Нарушения ритма и проводимости сердца у детейЗдоровье малыша / Педиатрия / Заболевания сердечно-сосудистой системы / Нарушения ритма и проводимости сердца у детейСтраница 8
Основным методом лечения является постоянная электрокардиостимуляция. Показаниями к имплантации кардиостимулятора являются:
1) приступы Морганьи—Адамса—Стокса, даже не полностью развернутые:
2) нарастающие проявления дисциркуляторной энцефалопатии;
3) прогрессирующая недостаточность кровообращения в результате брадикардии или синдрома брадитахикардии;
4) тромбоэмболические осложнения при синдроме бради-тахикардии;
5) недостаточная эффективность медикаментозной терапии:
6) наличие частых длительных (более 2,5—3 с) периодов асистолии на ЭКГ.
Если после установки кардиостимулятора появляются тахисистолические нарушения ритма, для их подавления на фоне постоянной кардиостимуляции могут быть использованы антиаритмические средства, в частности кордарон, могут назначаться сердечные гликозиды.
ЭКСТРАСИСТОЛИЯ
Экстрасистолами называют преждевременные по отношению к основному ритму возбуждения сердца или какого-либо его отдела в результате повторного входа импульса (re-entry) или повышения осцилляторной активности клеточных мембран. Экстрасистолия является одним из наиболее частых нарушений сердечною ритма у детей. Хотя точных сведений о частоте их появления не существует, но следует отметить, что редкие («функциональные») предсердные экстрасистолы при мониторном наблюдении выявляются примерно у половины детей со здоровым сердцем.

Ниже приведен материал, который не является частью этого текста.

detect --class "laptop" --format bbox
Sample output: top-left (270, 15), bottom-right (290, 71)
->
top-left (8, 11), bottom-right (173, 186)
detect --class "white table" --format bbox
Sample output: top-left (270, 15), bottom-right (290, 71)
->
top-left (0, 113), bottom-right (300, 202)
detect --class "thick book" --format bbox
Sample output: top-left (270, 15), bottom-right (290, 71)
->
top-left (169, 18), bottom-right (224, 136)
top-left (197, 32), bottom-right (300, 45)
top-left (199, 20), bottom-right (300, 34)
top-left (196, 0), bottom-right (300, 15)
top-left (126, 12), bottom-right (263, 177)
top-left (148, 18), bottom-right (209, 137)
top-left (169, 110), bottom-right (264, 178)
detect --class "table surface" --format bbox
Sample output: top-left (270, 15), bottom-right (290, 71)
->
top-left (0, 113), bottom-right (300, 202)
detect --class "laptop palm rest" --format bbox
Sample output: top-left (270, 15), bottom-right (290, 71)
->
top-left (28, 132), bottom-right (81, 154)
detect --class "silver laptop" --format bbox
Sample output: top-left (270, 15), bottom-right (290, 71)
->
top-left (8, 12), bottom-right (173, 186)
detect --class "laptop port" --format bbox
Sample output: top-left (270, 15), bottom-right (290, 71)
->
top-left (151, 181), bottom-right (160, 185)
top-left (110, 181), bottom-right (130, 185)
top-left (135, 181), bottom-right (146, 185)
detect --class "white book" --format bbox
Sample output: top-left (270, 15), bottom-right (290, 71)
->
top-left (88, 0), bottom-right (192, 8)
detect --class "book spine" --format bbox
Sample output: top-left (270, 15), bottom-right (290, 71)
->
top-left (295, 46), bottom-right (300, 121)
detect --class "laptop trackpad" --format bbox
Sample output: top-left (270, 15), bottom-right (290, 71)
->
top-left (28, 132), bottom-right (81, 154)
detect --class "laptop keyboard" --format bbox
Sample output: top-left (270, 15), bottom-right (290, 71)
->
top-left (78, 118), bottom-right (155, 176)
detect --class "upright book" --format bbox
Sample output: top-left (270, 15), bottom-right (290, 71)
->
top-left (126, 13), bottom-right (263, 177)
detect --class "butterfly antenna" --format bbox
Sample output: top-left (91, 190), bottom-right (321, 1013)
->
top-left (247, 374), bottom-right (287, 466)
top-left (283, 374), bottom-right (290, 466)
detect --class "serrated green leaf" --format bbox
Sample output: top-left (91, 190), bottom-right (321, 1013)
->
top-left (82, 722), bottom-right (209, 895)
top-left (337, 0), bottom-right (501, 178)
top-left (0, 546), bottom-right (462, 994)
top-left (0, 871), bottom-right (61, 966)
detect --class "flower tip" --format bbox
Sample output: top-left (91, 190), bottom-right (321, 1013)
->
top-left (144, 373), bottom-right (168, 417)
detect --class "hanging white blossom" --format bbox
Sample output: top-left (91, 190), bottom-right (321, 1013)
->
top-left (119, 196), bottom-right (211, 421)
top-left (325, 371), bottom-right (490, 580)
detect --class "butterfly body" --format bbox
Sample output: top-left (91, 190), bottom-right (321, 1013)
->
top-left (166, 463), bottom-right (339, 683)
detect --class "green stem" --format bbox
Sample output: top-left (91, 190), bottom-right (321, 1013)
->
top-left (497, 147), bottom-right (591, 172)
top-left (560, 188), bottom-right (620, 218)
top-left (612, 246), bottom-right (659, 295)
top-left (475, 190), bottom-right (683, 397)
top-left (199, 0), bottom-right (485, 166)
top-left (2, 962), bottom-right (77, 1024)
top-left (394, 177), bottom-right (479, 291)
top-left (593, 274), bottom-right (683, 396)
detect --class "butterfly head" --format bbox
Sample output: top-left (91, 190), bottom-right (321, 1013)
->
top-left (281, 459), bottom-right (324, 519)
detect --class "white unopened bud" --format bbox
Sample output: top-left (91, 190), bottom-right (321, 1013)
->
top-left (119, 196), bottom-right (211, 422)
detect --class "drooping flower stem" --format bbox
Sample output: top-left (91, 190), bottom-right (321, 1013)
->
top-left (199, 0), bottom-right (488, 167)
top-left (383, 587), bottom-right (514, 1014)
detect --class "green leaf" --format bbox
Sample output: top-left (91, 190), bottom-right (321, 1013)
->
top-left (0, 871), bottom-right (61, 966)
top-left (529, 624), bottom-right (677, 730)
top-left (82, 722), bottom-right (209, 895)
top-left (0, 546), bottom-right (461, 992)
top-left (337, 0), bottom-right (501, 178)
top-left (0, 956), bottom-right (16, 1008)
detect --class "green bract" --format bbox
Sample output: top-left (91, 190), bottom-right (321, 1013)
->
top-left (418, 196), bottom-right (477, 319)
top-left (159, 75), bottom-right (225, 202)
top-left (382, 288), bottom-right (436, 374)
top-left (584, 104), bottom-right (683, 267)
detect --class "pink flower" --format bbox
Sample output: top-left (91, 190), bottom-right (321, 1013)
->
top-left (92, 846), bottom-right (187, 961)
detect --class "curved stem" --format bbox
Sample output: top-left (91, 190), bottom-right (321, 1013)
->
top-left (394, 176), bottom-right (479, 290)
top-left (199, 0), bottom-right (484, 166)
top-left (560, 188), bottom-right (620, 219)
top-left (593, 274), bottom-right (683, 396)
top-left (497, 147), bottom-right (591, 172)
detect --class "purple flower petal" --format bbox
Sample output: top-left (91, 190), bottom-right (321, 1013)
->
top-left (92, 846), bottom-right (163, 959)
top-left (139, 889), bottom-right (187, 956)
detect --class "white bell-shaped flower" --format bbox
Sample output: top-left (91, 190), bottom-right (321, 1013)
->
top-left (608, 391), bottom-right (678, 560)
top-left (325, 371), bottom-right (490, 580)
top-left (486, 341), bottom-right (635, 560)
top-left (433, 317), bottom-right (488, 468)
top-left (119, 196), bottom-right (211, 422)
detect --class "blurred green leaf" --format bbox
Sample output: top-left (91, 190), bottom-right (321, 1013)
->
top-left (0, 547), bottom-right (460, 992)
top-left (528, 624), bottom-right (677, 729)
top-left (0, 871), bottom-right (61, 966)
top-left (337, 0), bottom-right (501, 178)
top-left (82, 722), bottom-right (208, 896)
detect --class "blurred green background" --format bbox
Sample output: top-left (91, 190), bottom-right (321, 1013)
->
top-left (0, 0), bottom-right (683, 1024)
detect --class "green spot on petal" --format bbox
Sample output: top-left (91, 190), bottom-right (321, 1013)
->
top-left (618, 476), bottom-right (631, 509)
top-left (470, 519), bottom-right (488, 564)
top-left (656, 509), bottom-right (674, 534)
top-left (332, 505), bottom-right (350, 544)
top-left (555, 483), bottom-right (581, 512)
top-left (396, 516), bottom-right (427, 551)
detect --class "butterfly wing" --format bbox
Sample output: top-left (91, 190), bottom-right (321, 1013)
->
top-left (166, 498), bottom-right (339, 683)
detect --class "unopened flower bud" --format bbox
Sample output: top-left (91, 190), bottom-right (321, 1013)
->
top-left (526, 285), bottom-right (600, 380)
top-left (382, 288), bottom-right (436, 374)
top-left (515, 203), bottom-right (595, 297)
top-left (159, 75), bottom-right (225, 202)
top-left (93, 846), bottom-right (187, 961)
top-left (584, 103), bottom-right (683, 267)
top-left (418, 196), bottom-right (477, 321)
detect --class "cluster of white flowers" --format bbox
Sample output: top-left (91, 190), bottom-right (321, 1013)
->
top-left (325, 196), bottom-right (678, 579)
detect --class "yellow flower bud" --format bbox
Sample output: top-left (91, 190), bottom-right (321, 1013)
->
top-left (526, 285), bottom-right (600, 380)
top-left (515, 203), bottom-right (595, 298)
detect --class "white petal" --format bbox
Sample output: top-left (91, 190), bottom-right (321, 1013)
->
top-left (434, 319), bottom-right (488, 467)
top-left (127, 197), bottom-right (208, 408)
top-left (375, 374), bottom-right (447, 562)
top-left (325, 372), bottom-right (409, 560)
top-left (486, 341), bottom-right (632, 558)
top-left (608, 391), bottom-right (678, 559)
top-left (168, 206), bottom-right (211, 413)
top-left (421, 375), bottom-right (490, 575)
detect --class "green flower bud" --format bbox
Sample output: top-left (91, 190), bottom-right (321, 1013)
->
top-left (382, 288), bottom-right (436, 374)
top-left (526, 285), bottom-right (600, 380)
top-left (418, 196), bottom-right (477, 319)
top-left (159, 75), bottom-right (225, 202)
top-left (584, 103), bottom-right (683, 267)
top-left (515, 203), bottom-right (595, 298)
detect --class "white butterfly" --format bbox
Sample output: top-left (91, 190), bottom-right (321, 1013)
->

КЛАССИФИКАЦИЯ. 1. Локализация: по месту возникновения преждевременного возбуждения экстрасистолы разделяются на наджелудочковые (суправентрикулярные) и желудочковые. При этом наджелудочковые экстрасистолы разделяются на синусовые, предсердные и экстрасистолы из атриовентрикулярного соединения (АВ экстрасистолы).
2. По времени возникновения в сердечном цикле (в диастоле) экстрасистолы могут быть ранними, средними (обычными) и поздними (конечно-диастолические, замещающие).
3. Частота: редкие (менее 5 в 1 мин), средние по частоте — от 6 до 15 в 1 мин, частые — более 15 в 1 мин.
4. Плотность: одиночные и парные (спаренные).
5. Периодичность: спорадические или регулярные; аллоритмия, или регулярность в появлении экстрасистолы (бигеминия — экстрасистола следует после каждого основного комплекса; тригеминия — экстрасистола после каждых двух основных комплексов; квадригеминия — экстрасистола после каждых трех нормальных комплексов и т.д.).
6. Скрытый характер экстрасистолии (скрытые экстрасистолы).
7. Проведение экстрасистол: блокада проведения в антеро- и/или в ретроградном направлении; «щель» в проведении (gap), сверхнормальное проведение экстрасистол.
НАДЖЕЛУДОЧКОВЫЕ (СУПРАВЕНТРИКУЛЯРНЫЕ) ЭКСТРАСИСТОЛЫ. Наджелулочковые экстрасистолы разделяются на синусовые, предсердные и экстрасистолы из атриовентрикулярного соединения (АВ-экстрасистолы).
ЭТИОЛОГИЯ. Причины возникновения суправентрикулярных экстрасистол многообразны. Суправентрикулярные экстрасистолы могут быть функциональными и органическими, хотя такое деление во многих случаях условно. Функциональными экстрасистолы следует считать тогда, когда они возникают у детей со здоровым сердцем в результате «внешних» воздействий или причин некардиального происхождения. Это могут быть, прежде всего, нейрогенные экстрасистолы, имеющие гиперадренергическое и вагусное происхождение. Экстрасистолы могут появляться или учащаться при психоэмоциональном напряжении, у больных с вегетативно-сосудистой дисфункцией, неврозами и связаны с усилением адренергических воздействий.
К категории функциональных относят предсердные экстрасистолы у здоровых детей и юношей высокого роста. У части из них имеются деформации грудной клетки («прямая спина», «воронкообразная грудь», «куриная грудь»), синдром Марфана или «марфаноподобные» черты, срединнорасположенное («капельное», «висячее») сердце. Эти особенности развития нередко сочетаются с проявлениями вегетативно-сосудистой дисфункции, которая, вероятно, и служит непосредственной причиной аритмии. Разумеется, во всех таких случаях требуется тщательный «поиск» ПМК. Однако находка небольшого «пролапса» (I степень) не служит основанием для автоматического «перевода» экстрасистолии (наджелудочковой аритмии) из класса функционального в класс органический, поскольку и ПМК присущ нейровегетативный дисбаланс с преобладанием симпатикотонических реакций.